VLA Workflow: Collect, Fine-tune, Deploy

VLA Workflow: Collect, Fine-tune, Deploy#

This tutorial walks through the end-to-end workflow for training and deploying a VLA policy on the Unitree G1 with SONIC whole-body control:

Collect teleop demonstrations using the SONIC stack
Fine-tune the Isaac-GR00T N1.7 model on your collected data
Deploy the finetuned policy for autonomous inference

┌─────────────────┐     ┌─────────────────┐     ┌─────────────────┐
│  1. Collect     │     │  2. Fine-tune   │     │  3. Deploy      │
│  (VR Teleop +   │ ──► │  (Isaac-GR00T   │ ──► │  (PolicyServer  │
│   Data Export)  │     │   N1.7)         │     │   + SONIC)      │
└─────────────────┘     └─────────────────┘     └─────────────────┘

For examples of whole-body manipulation tasks accomplished with this workflow, see the VLA result videos on the GEAR-SONIC project page.
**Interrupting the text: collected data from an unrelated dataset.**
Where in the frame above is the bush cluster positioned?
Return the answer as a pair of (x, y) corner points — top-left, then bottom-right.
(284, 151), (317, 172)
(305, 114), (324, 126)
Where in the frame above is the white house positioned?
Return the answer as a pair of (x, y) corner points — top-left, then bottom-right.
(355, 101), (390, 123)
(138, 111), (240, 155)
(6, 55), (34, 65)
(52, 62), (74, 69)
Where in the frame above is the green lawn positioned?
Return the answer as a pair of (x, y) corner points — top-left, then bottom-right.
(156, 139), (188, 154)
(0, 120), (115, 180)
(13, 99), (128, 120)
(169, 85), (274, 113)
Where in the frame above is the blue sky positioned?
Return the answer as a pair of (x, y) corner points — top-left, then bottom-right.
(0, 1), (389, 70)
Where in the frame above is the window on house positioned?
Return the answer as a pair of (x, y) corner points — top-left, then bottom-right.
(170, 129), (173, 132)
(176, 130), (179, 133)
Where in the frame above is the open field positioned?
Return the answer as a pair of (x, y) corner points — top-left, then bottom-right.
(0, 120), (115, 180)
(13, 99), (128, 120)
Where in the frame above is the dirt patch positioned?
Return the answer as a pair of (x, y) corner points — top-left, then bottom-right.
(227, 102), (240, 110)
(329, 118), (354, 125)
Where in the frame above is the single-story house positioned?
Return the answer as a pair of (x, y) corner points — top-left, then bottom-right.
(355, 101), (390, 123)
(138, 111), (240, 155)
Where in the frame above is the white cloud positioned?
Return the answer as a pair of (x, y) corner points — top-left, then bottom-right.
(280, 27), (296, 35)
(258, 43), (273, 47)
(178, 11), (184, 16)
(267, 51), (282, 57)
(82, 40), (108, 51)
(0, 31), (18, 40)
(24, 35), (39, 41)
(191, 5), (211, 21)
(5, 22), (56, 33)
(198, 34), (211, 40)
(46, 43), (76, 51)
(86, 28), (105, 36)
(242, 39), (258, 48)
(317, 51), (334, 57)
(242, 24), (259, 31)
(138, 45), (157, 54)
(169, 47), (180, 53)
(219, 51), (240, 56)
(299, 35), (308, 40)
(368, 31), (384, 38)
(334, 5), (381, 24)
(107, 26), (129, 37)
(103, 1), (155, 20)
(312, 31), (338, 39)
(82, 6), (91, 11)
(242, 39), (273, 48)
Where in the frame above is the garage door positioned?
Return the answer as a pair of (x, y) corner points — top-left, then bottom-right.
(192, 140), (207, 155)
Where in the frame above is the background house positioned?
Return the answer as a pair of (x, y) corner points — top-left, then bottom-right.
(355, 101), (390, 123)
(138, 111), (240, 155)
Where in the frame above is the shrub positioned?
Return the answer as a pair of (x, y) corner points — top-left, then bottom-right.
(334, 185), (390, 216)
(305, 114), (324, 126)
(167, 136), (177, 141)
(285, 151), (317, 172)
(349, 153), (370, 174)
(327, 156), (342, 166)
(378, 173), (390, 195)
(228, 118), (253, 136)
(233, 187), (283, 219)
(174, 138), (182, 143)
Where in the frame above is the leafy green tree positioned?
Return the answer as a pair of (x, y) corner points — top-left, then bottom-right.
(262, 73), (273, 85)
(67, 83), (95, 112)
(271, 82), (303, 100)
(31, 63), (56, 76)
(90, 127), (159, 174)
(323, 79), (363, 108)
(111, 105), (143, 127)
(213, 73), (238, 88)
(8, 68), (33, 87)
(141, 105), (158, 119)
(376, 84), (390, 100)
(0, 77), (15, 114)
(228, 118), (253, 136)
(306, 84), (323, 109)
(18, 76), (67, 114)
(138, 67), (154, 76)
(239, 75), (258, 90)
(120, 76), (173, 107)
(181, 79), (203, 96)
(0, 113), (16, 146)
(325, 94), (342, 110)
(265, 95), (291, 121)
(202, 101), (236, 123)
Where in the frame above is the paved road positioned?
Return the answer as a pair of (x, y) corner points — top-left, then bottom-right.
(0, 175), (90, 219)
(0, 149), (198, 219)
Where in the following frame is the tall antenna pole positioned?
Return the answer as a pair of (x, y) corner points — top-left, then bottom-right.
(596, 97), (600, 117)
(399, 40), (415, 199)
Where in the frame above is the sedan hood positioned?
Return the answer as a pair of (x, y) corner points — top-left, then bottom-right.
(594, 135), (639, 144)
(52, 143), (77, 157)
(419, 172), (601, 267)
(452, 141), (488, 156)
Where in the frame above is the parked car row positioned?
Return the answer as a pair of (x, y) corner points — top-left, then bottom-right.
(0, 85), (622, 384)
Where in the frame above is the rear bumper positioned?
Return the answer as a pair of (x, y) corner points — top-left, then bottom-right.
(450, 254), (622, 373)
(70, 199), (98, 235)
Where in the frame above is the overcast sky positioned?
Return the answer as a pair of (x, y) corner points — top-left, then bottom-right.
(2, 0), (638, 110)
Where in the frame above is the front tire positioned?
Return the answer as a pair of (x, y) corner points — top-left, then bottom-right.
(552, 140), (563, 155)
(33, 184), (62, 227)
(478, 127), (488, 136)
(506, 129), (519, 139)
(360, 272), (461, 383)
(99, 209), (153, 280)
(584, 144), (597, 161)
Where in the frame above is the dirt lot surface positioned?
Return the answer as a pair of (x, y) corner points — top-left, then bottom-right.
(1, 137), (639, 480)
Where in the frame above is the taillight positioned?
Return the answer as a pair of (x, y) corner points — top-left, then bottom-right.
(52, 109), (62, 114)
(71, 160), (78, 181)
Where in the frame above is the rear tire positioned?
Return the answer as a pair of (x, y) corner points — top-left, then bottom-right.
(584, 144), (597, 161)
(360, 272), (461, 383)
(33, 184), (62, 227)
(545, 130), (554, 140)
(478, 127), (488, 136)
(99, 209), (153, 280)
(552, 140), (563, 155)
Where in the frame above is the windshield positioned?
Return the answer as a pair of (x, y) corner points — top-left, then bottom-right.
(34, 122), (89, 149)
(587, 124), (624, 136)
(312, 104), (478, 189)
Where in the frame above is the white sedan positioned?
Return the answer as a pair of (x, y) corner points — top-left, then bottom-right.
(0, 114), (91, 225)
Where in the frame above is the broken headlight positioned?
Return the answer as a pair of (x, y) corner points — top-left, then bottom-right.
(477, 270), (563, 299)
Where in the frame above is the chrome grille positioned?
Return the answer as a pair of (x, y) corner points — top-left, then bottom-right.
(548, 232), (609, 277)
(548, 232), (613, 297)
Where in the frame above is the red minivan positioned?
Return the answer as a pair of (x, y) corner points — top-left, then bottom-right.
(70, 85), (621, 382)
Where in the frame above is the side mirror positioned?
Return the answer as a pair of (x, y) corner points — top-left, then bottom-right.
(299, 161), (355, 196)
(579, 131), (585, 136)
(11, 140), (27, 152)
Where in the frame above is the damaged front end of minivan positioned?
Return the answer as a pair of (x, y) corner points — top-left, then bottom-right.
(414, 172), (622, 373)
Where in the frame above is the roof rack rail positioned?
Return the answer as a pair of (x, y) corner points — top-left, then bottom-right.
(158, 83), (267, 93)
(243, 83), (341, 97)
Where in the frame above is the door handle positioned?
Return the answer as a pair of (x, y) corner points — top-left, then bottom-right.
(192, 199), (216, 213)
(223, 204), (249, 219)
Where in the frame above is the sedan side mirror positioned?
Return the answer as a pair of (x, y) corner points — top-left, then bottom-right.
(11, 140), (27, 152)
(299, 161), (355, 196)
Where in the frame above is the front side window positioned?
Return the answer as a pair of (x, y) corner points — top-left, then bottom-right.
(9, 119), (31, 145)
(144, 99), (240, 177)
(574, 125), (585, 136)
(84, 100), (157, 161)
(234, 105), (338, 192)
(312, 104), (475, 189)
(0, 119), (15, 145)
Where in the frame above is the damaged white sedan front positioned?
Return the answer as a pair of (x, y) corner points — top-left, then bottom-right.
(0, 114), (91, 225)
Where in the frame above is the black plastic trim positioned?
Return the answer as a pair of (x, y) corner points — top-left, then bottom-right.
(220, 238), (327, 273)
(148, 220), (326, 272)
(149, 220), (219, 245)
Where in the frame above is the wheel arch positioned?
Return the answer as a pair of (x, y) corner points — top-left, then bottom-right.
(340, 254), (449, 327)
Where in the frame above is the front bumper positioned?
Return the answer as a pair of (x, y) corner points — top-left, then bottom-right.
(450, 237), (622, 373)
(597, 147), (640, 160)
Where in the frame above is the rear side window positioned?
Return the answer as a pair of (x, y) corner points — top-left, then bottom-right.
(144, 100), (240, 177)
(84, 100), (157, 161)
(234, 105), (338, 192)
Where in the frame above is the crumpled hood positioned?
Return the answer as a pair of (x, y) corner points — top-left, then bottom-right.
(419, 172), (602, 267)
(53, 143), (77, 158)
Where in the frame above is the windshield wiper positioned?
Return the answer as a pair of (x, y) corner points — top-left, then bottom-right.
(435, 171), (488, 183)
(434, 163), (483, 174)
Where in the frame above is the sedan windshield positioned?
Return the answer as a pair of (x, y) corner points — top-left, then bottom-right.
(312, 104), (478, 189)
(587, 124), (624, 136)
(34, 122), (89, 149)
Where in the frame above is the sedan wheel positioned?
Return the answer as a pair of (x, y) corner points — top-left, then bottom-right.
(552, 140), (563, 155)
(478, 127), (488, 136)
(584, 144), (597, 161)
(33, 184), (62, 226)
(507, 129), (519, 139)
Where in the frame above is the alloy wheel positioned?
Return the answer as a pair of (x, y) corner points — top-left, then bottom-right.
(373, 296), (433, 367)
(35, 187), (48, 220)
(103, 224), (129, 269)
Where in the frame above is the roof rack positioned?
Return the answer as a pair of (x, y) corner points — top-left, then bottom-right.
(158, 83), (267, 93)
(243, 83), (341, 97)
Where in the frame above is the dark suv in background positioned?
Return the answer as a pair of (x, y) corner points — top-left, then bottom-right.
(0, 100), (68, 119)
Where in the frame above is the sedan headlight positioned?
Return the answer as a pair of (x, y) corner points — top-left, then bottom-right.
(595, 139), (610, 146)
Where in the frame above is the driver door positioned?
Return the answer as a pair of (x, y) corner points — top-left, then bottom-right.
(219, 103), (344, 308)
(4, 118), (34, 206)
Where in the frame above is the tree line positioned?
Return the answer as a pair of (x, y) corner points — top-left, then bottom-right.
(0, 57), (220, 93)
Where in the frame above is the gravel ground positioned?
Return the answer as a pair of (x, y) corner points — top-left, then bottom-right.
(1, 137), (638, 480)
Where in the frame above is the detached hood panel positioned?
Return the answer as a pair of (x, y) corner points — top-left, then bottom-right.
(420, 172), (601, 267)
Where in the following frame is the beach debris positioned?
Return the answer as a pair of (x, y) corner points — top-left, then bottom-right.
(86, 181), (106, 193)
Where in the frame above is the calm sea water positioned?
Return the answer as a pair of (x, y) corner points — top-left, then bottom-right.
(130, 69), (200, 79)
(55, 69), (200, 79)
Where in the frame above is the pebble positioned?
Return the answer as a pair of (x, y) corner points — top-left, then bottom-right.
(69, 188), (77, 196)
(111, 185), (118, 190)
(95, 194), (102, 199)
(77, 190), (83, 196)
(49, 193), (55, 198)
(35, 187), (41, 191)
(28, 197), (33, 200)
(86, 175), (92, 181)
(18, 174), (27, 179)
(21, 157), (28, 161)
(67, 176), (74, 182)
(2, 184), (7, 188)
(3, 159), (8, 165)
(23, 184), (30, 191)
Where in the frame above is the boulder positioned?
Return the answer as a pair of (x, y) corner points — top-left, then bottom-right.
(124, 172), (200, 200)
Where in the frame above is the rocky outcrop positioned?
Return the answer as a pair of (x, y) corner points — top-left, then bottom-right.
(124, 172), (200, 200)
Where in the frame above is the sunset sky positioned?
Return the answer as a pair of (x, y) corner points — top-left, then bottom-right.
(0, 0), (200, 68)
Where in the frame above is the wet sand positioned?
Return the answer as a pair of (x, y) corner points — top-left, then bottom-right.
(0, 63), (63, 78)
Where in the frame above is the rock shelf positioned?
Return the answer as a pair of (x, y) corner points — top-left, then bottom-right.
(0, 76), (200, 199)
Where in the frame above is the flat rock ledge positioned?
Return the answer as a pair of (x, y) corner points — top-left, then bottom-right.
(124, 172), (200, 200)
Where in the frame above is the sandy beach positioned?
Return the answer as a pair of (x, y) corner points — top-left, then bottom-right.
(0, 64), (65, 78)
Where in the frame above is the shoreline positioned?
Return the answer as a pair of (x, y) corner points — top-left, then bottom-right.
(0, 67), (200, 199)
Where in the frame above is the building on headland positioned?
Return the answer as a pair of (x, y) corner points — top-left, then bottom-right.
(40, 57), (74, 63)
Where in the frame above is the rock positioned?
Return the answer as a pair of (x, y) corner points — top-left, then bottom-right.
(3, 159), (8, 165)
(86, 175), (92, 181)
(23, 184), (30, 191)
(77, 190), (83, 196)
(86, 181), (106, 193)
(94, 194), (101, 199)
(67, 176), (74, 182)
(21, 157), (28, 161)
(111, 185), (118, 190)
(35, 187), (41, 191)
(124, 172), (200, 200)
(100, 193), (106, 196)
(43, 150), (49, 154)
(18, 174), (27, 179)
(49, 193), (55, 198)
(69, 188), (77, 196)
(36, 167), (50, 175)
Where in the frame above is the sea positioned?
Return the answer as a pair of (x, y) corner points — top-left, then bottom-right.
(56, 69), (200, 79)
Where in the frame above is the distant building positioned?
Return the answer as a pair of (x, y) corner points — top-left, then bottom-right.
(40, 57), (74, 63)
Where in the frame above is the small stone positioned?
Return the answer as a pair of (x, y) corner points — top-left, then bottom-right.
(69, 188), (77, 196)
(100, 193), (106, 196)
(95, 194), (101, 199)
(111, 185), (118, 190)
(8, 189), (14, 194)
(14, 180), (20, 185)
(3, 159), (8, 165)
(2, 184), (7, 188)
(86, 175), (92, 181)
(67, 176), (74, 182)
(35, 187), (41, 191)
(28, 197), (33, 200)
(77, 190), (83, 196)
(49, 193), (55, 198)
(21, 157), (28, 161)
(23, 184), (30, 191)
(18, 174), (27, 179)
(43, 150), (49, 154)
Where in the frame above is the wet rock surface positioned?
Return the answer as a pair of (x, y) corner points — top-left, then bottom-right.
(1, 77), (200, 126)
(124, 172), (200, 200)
How It Works: SONIC Latent Actions#

Instead of predicting raw joint angles, the VLA predicts SONIC latent motion tokens — a compact 64-dimensional representation learned by the SONIC whole-body controller. SONIC then decodes these latents into full-body joint commands at 50 Hz.

┌─────────────┐    latent tokens     ┌─────────────┐    joint commands    ┌───────┐
│  VLA Model  │ ──────────────────►  │   SONIC     │ ──────────────────►  │ Robot │
│ (2.5 Hz)    │   (64-dim × 40)      │  Decoder    │    (50 Hz)           │       │
│             │                       │  (C++)      │                      │       │
└─────────────┘                       └─────────────┘                      └───────┘

This means the VLA only needs to reason about what to do — SONIC handles the how: balance, locomotion, and smooth whole-body coordination all come for free from the pretrained controller. The result is a system that can walk, reach, grasp, and manipulate simultaneously.

The full action space per inference step is 78-dimensional: 64-dim motion token + 7-dim left hand joints + 7-dim right hand joints.

Step 1: Data Collection#

Collect teleop demonstrations using VR whole-body teleoperation. The data exporter records robot state, camera images, and teleop actions as a LeRobot dataset.

See the Data Collection tutorial for full setup instructions (camera server, VR teleop, recording controls).

Quick start:

python gear_sonic/scripts/launch_data_collection.py \
    --camera-host 192.168.123.164 \
    --task-prompt "pick up the soda can and place it in the bin"

Output: A LeRobot v2.1 dataset directory, e.g.:

outputs/2026-04-03-14-30-00-G1-robot01/
├── data/
│   └── train-00000.parquet
├── videos/
│   └── observation.images.ego_view/
│       └── episode_000000.mp4
└── meta/
    ├── info.json
    ├── modality.json
    ├── episodes.jsonl
    └── tasks.jsonl

Tip

Collect at least 50–100 demonstrations of the target task for reliable fine-tuning. Use --dataset-name to append multiple sessions into the same dataset, or merge sessions afterwards with process_dataset.py.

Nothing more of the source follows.